LA CONTRIBUTION DE PLATON

L'interprétation donnée par Platon au mythe du retour cyclique des astres se retrouve dans Politico (169c sq.), Où il attribue la cause de la régression et des catastrophes cosmiques à un double mouvement de l'univers :

« Tantôt la divinité guide l'ensemble de sa révolution circulaire, tantôt elle l'abandonne à elle-même, une fois que les révolutions ont atteint en durée la mesure qui appartient à cet univers : il se remet à tourner en sens inverse, de son propre mouvement. "
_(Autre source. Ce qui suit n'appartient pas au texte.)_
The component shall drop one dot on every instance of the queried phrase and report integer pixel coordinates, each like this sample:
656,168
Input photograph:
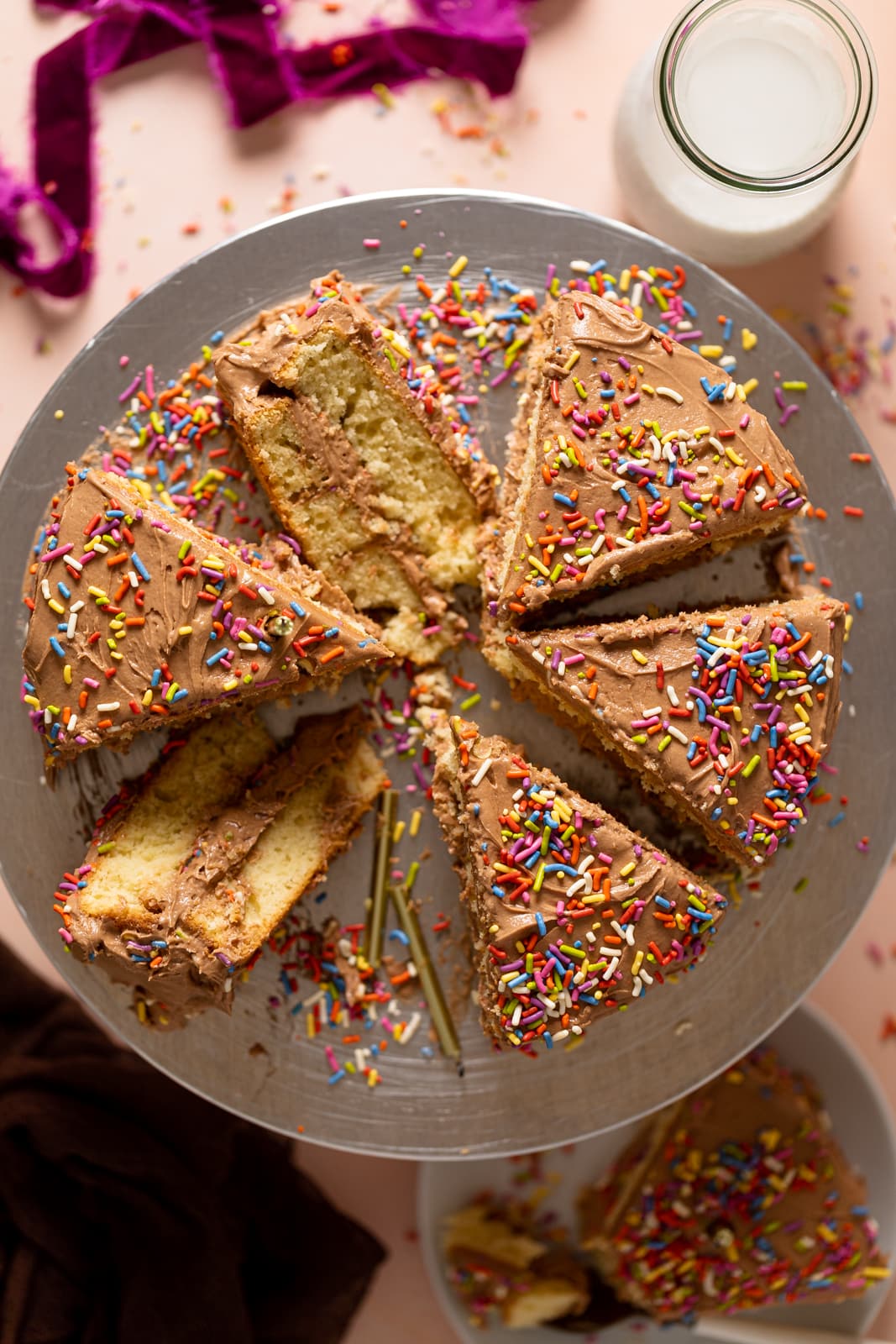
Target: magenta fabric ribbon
258,73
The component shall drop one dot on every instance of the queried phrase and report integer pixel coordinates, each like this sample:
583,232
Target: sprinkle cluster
222,601
752,1221
602,924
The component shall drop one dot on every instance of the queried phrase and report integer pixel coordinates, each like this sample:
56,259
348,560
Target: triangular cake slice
571,914
631,454
192,866
738,1196
725,716
365,459
140,620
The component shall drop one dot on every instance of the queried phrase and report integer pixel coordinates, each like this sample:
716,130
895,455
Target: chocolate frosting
736,1196
656,691
257,383
140,618
637,452
195,924
527,900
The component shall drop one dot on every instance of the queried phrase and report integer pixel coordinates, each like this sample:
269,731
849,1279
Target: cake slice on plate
191,869
736,1196
571,914
364,457
501,1263
139,620
631,454
725,716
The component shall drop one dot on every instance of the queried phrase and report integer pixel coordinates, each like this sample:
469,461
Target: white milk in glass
763,93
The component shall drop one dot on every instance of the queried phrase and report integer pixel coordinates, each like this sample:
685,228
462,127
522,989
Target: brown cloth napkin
134,1213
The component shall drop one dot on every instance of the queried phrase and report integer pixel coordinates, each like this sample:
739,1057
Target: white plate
806,1041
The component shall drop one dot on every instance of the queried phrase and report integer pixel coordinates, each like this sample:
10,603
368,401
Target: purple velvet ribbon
257,71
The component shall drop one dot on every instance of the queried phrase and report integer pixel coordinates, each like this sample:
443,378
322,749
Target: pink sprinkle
54,555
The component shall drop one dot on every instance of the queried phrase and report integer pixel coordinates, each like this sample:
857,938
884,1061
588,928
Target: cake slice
501,1263
364,457
571,914
725,716
736,1196
139,618
192,869
631,454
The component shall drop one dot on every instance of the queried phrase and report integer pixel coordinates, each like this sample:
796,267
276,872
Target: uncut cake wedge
725,716
140,620
191,869
364,457
738,1196
631,454
571,914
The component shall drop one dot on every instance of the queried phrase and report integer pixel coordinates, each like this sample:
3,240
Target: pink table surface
175,179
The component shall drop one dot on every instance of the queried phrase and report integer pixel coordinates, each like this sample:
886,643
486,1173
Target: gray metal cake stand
259,1062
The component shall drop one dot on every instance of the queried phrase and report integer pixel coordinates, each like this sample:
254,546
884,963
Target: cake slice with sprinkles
738,1196
571,914
192,867
725,716
631,454
508,1263
367,457
139,620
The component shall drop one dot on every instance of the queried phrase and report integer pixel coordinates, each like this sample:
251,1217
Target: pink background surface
175,181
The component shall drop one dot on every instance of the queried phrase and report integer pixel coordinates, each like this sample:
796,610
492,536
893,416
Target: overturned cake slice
364,457
140,618
631,454
725,716
736,1196
191,869
506,1263
571,913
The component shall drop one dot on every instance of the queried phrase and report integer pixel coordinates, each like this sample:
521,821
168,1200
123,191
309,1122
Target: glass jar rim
864,65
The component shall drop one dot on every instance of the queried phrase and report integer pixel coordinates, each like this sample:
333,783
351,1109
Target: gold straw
429,979
375,921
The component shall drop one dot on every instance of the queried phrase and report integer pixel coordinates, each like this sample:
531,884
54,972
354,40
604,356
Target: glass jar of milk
738,134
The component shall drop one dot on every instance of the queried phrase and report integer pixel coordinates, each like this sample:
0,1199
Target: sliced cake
365,460
192,867
506,1268
736,1196
725,716
631,454
571,914
140,618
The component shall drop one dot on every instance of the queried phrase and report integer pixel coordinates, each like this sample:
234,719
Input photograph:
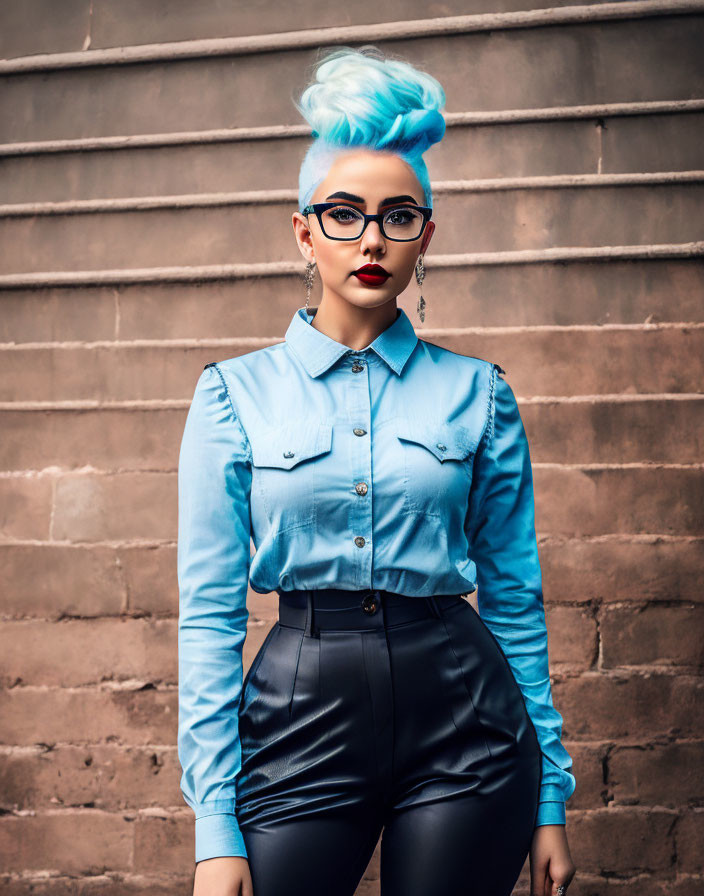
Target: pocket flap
291,443
447,441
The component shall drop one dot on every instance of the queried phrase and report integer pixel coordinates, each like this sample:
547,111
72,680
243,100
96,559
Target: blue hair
362,99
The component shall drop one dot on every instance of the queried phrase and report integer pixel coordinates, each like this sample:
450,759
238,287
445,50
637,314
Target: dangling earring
309,277
420,275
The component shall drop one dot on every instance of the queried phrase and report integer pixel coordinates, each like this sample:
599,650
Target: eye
343,214
401,216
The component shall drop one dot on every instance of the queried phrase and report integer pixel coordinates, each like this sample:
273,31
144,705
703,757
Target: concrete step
94,507
84,25
581,62
600,141
142,576
600,430
577,292
471,216
540,361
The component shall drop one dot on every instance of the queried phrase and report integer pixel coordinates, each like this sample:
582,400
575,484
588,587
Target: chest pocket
286,473
437,464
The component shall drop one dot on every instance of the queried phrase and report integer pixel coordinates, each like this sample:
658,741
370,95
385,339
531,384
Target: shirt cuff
218,835
551,812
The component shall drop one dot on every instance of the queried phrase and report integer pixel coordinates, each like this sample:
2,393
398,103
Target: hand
550,860
223,876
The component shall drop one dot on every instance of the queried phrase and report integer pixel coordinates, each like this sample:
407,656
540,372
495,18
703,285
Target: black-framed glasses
401,223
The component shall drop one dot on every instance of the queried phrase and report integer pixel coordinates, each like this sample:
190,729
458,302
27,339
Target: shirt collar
318,352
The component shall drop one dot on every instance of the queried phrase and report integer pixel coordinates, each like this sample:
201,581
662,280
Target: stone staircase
148,170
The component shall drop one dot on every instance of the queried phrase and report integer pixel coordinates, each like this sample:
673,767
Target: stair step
484,216
545,361
647,142
146,436
190,86
464,295
76,25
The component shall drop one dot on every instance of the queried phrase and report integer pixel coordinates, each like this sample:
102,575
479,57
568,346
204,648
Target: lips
372,274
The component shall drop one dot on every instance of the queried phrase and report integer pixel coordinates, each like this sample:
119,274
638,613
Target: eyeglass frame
319,207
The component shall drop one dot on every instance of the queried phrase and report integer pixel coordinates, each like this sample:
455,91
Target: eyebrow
341,194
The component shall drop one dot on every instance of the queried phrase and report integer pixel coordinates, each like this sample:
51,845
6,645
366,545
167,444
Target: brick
688,839
127,439
602,431
25,506
117,884
135,716
56,314
151,576
163,841
52,580
622,568
588,769
122,506
100,776
657,774
88,651
652,635
572,636
637,706
623,841
589,501
75,841
582,362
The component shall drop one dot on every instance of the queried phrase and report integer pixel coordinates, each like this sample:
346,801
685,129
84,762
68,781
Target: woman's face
373,177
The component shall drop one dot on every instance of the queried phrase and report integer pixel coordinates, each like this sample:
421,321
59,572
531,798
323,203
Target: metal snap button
370,604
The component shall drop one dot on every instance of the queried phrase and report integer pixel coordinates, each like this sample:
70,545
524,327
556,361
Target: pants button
370,604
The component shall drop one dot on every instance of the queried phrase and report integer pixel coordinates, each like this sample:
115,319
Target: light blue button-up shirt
402,466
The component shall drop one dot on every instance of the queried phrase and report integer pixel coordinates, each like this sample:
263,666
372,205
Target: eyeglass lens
402,223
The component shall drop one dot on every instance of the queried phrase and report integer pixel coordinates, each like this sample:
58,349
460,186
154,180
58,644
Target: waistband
335,609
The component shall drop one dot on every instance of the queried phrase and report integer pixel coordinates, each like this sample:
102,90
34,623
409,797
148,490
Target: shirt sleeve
213,558
502,543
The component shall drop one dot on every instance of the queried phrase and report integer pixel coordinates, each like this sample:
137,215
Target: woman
381,478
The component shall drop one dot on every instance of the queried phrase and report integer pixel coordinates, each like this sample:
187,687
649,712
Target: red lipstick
372,274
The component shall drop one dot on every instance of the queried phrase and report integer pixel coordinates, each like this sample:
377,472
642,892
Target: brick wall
143,158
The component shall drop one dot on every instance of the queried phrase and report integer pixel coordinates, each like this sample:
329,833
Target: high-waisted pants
368,714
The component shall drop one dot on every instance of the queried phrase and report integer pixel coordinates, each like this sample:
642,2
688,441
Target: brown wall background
148,169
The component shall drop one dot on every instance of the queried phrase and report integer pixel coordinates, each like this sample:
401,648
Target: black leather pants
367,713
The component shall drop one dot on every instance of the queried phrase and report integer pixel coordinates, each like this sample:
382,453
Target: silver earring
420,275
309,277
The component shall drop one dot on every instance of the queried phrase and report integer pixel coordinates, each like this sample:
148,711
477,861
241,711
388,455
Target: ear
303,236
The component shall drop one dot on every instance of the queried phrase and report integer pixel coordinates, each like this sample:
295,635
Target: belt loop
310,622
433,604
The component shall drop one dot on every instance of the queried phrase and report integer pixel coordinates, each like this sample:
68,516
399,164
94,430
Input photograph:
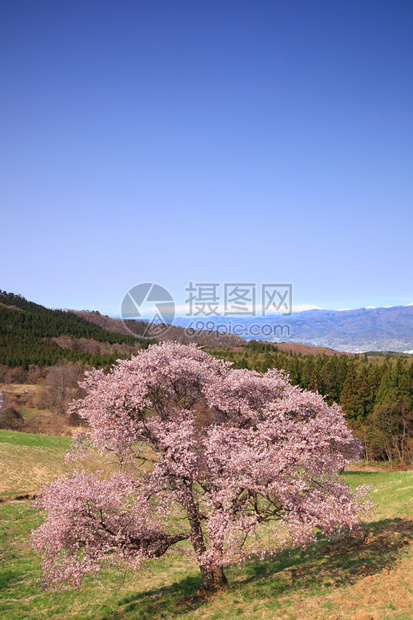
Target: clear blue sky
206,140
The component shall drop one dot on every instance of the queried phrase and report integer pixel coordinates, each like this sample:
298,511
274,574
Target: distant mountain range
363,329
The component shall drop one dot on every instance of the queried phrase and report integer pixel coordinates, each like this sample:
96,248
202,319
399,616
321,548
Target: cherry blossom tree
215,462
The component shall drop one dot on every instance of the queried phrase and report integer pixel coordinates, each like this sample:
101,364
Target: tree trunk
213,578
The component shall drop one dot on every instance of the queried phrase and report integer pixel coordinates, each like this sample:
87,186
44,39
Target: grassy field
368,577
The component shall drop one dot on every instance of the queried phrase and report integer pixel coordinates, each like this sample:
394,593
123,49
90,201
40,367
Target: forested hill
31,334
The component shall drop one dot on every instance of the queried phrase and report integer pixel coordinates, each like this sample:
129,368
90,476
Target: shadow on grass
326,564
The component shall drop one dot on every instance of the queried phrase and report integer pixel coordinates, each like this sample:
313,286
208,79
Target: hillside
353,331
31,334
179,334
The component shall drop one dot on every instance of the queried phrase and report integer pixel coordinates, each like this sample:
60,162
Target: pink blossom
229,462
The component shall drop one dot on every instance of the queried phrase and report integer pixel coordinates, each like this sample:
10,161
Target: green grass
38,441
330,579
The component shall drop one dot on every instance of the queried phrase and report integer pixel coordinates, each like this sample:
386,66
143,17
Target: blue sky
224,141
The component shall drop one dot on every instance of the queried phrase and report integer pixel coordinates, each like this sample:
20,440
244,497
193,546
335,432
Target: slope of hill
33,334
363,329
355,331
174,332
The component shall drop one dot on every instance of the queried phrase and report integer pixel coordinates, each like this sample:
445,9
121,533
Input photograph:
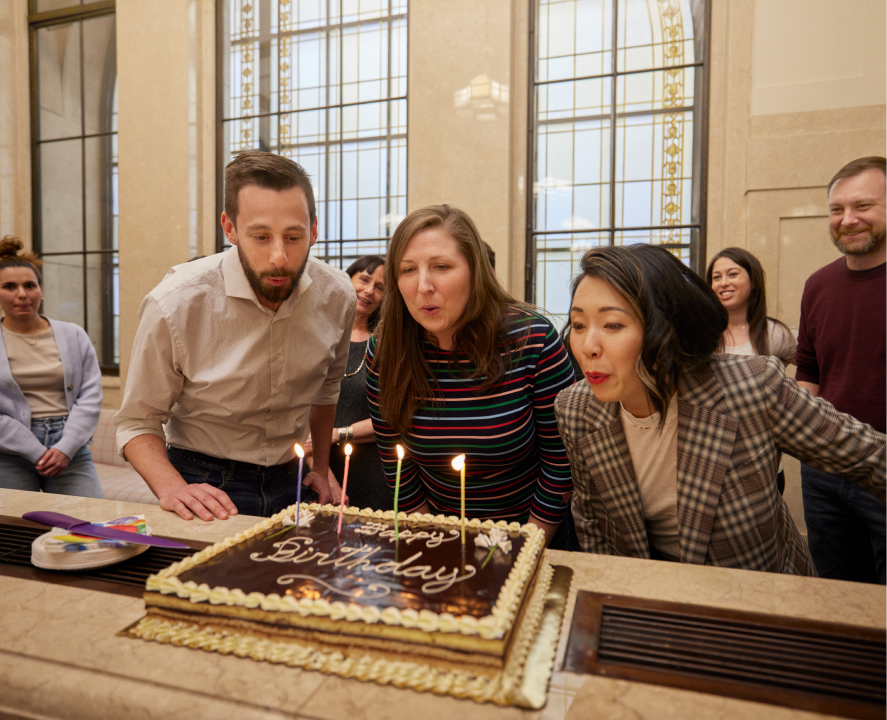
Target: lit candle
344,485
397,488
301,454
459,464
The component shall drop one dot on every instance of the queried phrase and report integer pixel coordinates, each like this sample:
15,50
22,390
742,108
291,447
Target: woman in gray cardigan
50,388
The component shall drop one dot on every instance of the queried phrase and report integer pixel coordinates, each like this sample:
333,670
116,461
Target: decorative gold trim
672,24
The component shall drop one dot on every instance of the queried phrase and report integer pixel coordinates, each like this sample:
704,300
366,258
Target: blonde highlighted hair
11,255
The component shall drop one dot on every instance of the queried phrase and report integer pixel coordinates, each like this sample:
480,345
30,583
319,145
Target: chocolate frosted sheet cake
424,612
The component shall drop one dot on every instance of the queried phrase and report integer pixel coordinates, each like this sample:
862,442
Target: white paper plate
79,560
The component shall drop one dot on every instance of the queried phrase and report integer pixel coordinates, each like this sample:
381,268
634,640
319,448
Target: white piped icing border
491,627
503,688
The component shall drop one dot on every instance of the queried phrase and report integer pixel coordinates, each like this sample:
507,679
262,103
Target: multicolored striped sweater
516,465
Derrière cette vision platonicienne, nous semblons reconnaître une fois de plus la double symbolisme de la spirale (ascendant vers le centre et descendant du centre), représenté par les anciennes populations indo-européennes avec la symbolique du double svastika droitier et gaucher. Selon Platon, le changement de direction de la spirale cosmique (attribué, probablement sous l'influence des spéculations astronomiques chaldéennes et babyloniennes, aux révolutions planétaires) elle s'accompagne d'immenses cataclysmes ; mais ces catastrophes sont toujours, nécessairement suivies d'une régénération [Éliade 158].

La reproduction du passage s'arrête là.